Talk about the wheels of justice turning quickly. “I still don’t know what I can do.” I wanted to mention that there were two cops on the scene—as well as Greg—who could also verify that George had hit him in the head but I didn’t mention that. She was pretty agitated already.

“Tell the cops it was just a fight. Tell them that you never saw George hit Wilmott in the head. Tell them that Wilmott fell and hit his head and that my husband’s fist did not come in contact with Carter Wilmott’s head. Case closed.” She dropped her hands into her lap and looked up at the interior roof of her car. “Tell them anything that will help me get George out of there.”

“I can’t do that, Mrs. Miller.”

“Ginny.”

“I told them what I saw, Ginny. That’s exactly what I saw. To me, that’s exactly what happened.”

And that’s when she cracked. I don’t know why I was surprised, but when the tears started falling, I saw the softer side of Mrs. Miller. “They’re going to at least get him on manslaughter. You’re not going to press charges, too, are you?”

I shook my head. “It was an accident.”

Her lips quivered as a tear fell onto her tank top. “Thank you.” She rested her head on the steering wheel. “I don’t know why I tracked you down. I don’t even know you. I should have assumed that you had already told them everything you know. I’m just grasping at straws.”
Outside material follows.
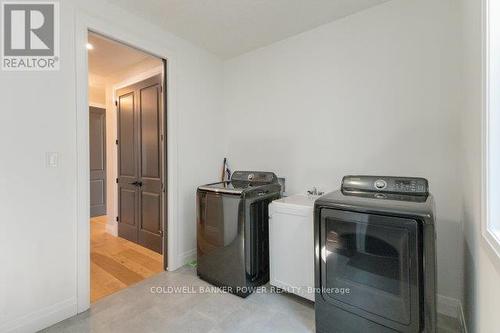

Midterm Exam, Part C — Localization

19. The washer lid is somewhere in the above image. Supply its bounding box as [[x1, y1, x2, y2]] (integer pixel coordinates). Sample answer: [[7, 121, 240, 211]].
[[198, 182, 249, 195]]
I didn’t know what to say. Her tough façade gone, I now saw a woman who would do anything to help her husband and who loved him deeply. Not unlike Lydia Wilmott. “Where are you a nurse?” I asked.

“Phelps,” she said, referencing a hospital in Tarrytown, where I grew up. It was about ten minutes north of where we stood. “I’ve been there for twenty years. I’m the head nurse in oncology.”